US condemns Sudan pardon of man who aided jailbreak
AFP
February 12, 2013 16:16 MYT
February 12, 2013 16:16 MYT
The United States has strongly condemned Sudan's granting of a presidential pardon to a man convicted in the jailbreak of four men sentenced to death for killing two US embassy staffers.
The pardoning of Mubarak Mustafa runs counter to previous assurances by Sudan that it would hold accountable all those involved in the murders, or who were responsible in any way, a statement from the American embassy said late Monday.
John Granville, an American working for the US Agency for International Development (USAID), and his driver, Abdelrahman Abbas Rahama, a USAID employee, died in a hail of bullets on New Year's Day 2008 in Khartoum.

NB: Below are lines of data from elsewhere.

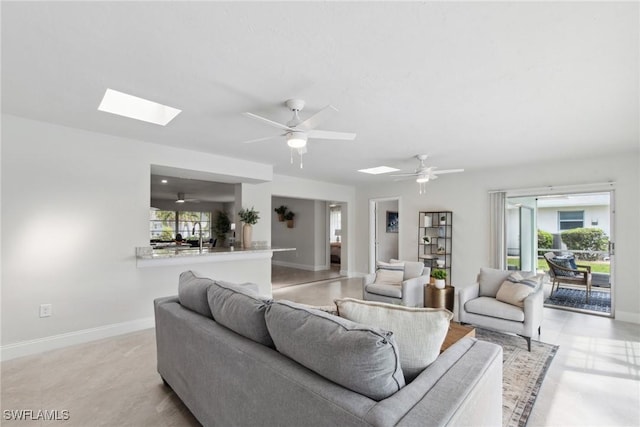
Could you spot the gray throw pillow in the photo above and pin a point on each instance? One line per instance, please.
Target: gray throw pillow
(240, 310)
(361, 358)
(192, 292)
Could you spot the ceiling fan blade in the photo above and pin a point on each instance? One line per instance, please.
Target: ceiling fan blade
(266, 138)
(404, 174)
(269, 122)
(313, 121)
(328, 134)
(436, 172)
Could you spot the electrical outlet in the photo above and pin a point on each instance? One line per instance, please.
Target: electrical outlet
(45, 310)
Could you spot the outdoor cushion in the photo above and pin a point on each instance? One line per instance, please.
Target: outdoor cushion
(566, 263)
(487, 306)
(388, 273)
(419, 332)
(515, 289)
(359, 357)
(240, 310)
(393, 291)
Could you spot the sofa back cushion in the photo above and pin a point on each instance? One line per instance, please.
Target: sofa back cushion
(411, 268)
(192, 292)
(490, 280)
(419, 332)
(240, 309)
(359, 357)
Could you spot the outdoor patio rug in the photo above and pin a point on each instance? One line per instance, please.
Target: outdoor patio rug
(576, 298)
(522, 374)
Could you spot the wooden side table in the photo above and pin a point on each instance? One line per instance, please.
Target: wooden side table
(439, 298)
(455, 333)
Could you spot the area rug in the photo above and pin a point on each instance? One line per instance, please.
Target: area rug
(576, 298)
(522, 374)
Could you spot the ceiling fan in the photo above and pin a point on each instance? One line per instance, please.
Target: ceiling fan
(181, 199)
(424, 173)
(298, 131)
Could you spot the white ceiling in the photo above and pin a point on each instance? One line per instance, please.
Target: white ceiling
(475, 85)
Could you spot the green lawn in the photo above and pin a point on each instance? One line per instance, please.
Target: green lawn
(596, 266)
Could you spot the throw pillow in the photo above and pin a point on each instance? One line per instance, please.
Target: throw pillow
(389, 274)
(192, 292)
(419, 332)
(515, 289)
(240, 310)
(359, 357)
(565, 263)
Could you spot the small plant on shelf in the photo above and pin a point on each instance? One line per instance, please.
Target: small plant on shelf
(289, 217)
(439, 274)
(281, 211)
(249, 216)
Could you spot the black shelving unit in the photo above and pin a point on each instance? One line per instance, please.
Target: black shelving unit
(435, 230)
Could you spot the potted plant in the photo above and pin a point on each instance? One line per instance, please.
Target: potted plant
(439, 275)
(289, 217)
(221, 226)
(281, 211)
(250, 217)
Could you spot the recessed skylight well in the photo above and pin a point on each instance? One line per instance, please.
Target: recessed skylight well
(378, 170)
(122, 104)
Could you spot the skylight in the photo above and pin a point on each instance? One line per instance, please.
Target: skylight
(378, 170)
(133, 107)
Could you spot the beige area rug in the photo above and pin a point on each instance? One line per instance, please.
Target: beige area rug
(523, 373)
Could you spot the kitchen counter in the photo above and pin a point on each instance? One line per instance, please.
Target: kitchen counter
(147, 257)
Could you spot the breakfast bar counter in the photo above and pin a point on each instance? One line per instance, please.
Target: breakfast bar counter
(147, 257)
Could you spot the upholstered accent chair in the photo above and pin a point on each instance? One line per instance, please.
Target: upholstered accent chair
(562, 271)
(407, 288)
(510, 307)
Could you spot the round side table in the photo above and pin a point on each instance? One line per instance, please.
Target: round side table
(439, 298)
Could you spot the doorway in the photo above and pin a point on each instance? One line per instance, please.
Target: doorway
(573, 226)
(384, 230)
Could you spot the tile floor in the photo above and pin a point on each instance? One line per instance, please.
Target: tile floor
(594, 379)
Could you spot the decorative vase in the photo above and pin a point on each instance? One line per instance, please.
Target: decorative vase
(247, 230)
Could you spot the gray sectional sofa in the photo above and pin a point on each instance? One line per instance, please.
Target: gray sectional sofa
(270, 363)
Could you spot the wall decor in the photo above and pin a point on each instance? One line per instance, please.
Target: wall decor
(392, 222)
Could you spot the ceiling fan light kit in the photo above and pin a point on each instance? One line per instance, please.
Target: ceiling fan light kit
(424, 173)
(298, 131)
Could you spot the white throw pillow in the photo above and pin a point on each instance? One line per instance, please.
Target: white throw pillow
(419, 332)
(389, 273)
(515, 289)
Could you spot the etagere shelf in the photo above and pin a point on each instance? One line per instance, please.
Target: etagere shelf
(435, 230)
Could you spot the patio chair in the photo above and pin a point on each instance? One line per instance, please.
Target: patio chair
(561, 272)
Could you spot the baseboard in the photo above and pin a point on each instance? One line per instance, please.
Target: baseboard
(26, 348)
(627, 316)
(300, 266)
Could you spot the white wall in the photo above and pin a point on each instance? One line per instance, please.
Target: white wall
(308, 235)
(75, 204)
(286, 186)
(466, 194)
(387, 242)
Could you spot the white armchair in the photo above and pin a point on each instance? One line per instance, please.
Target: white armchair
(408, 292)
(479, 306)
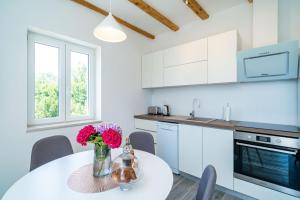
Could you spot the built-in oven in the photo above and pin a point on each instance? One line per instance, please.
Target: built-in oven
(269, 161)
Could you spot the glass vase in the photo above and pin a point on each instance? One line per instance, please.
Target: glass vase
(102, 161)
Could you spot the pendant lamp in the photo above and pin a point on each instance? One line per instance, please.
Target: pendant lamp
(109, 29)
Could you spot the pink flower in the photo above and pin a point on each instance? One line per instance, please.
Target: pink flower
(112, 138)
(84, 134)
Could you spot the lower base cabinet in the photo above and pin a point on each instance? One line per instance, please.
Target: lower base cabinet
(260, 192)
(218, 151)
(190, 149)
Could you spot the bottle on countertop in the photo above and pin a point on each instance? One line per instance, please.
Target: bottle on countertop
(226, 112)
(128, 147)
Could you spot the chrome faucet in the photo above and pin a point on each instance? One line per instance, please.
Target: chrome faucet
(195, 101)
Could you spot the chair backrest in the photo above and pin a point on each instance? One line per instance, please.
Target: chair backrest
(207, 184)
(142, 141)
(48, 149)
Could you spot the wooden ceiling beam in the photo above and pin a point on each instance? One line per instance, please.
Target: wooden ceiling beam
(198, 10)
(155, 14)
(118, 19)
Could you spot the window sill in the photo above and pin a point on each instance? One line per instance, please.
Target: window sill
(34, 128)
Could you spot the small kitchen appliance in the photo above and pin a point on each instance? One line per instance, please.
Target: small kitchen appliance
(166, 110)
(154, 110)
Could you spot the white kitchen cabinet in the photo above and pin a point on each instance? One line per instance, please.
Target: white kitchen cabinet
(187, 74)
(218, 151)
(148, 126)
(152, 70)
(186, 53)
(222, 65)
(190, 149)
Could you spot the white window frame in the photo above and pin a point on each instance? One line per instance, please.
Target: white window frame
(64, 79)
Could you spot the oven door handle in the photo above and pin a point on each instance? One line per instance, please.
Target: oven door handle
(266, 148)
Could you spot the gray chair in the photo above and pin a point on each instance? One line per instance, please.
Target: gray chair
(142, 141)
(207, 184)
(48, 149)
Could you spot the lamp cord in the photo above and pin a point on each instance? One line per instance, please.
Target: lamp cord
(110, 6)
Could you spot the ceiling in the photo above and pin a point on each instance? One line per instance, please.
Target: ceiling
(175, 10)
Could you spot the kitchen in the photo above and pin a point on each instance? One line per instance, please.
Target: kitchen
(210, 139)
(212, 110)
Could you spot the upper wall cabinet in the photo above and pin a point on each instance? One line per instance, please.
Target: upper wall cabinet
(186, 53)
(152, 70)
(222, 64)
(186, 74)
(209, 60)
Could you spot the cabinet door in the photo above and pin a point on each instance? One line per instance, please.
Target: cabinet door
(186, 53)
(187, 74)
(218, 152)
(222, 65)
(157, 69)
(190, 149)
(147, 63)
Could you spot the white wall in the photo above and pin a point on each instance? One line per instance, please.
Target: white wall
(271, 102)
(121, 93)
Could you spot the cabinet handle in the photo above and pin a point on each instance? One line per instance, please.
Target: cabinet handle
(266, 148)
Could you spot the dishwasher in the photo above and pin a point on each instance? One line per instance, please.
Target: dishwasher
(167, 144)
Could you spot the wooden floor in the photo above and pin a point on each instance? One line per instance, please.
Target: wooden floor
(185, 188)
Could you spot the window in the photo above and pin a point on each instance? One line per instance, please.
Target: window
(60, 80)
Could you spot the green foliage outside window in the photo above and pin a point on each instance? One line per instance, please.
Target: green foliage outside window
(47, 94)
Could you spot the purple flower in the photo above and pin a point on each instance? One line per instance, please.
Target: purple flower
(100, 128)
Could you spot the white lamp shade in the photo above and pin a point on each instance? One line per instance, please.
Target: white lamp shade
(109, 30)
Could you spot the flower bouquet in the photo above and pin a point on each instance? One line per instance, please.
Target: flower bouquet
(105, 136)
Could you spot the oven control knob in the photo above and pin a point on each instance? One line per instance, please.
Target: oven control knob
(278, 140)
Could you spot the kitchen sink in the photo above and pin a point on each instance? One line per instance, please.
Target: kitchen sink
(201, 119)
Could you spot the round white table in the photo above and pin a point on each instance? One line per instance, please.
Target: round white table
(50, 180)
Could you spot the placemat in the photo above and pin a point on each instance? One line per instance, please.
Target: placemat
(82, 180)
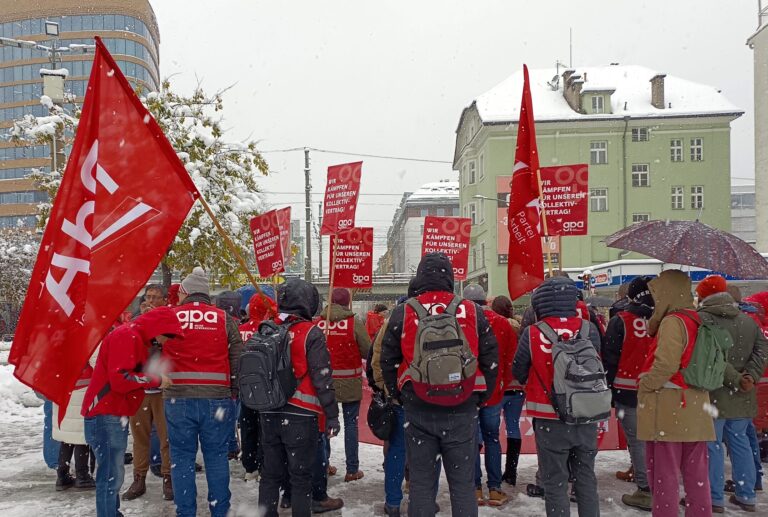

Their killers, along with two co-conspirators, were convicted of murder in 2009 and sentenced to death. In June 2010, the four escaped by burrowing a tunnel, killing a Sudanese police officer and wounding another.
One of the men was later recaptured, while a second was believed to have been killed in Somalia in May 2011.
"Mubarak Mustafa was convicted of assisting the men to escape," the embassy said.
"Failure to retract this pardon is contrary to the commitment of both the United States and Sudan to combat terrorism and hold accountable those responsible for terrorist acts."